You have a newborn soon to arrive and your ex will take every ounce of care, love, conscientious, self care, thought, attention, etc that should be going to your newborn. Believe me, it's exactly what will happen. He's an attention vampire apart from everything else. He's not your problem, he's not your responsibility and if he has nowhere to go well he's a bloody adult and he can and will find somewhere. Your baby needs you to be mentally and physically healthy and you won't be if you stay in this utterly toxic, damaging, awful situation.

Name99 · 14/11/2022 07:40

I've got a feeling that he is going to be under your feet for a while, you're going to end up caring for him with a newborn baby and your other child.
He is not your problem, if he had had no one to care for him after discharge from the hospital, social services and the NHS would have come up with something.
He is not your problem.

TheOnlyLivingBoyInNewCross · 14/11/2022 07:49

He’s not actually your ex at all, it seems. You are still so, so invested in him despite the way he’s treated you, and caring for him after his accident - nah. You say “he has no one else” - well, a couple of months ago he had a sister who put up a year’s rent up front for him, so where’s she gone?

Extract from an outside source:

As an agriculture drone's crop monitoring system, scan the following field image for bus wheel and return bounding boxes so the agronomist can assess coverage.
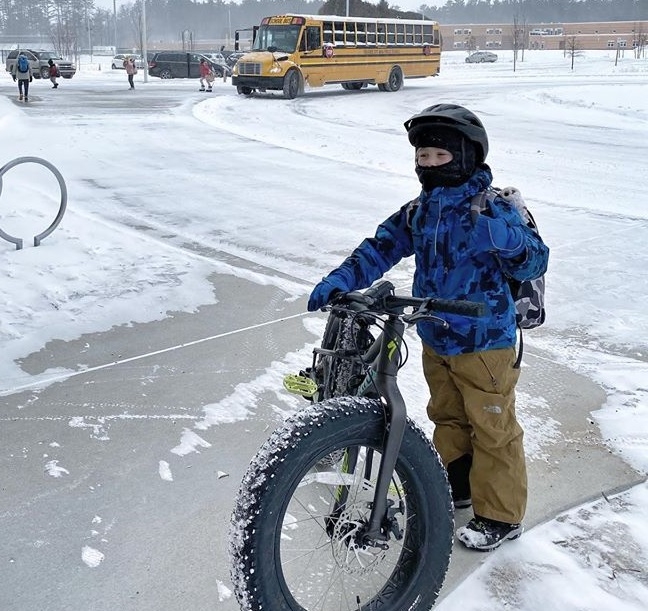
[381,66,403,91]
[284,70,300,100]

It seems to me that some part of you likes the fact that he needs you and that you can prove to him what an idiot he’s been by caring for him so nobly now. Before you know it, he’ll have moved back in and in a couple of years’ time you’ll be back on here saying what a deadweight he is ☹️

BorisJohnsonis · 14/11/2022 07:59

He’s having an affair if his fb friend does not exist!!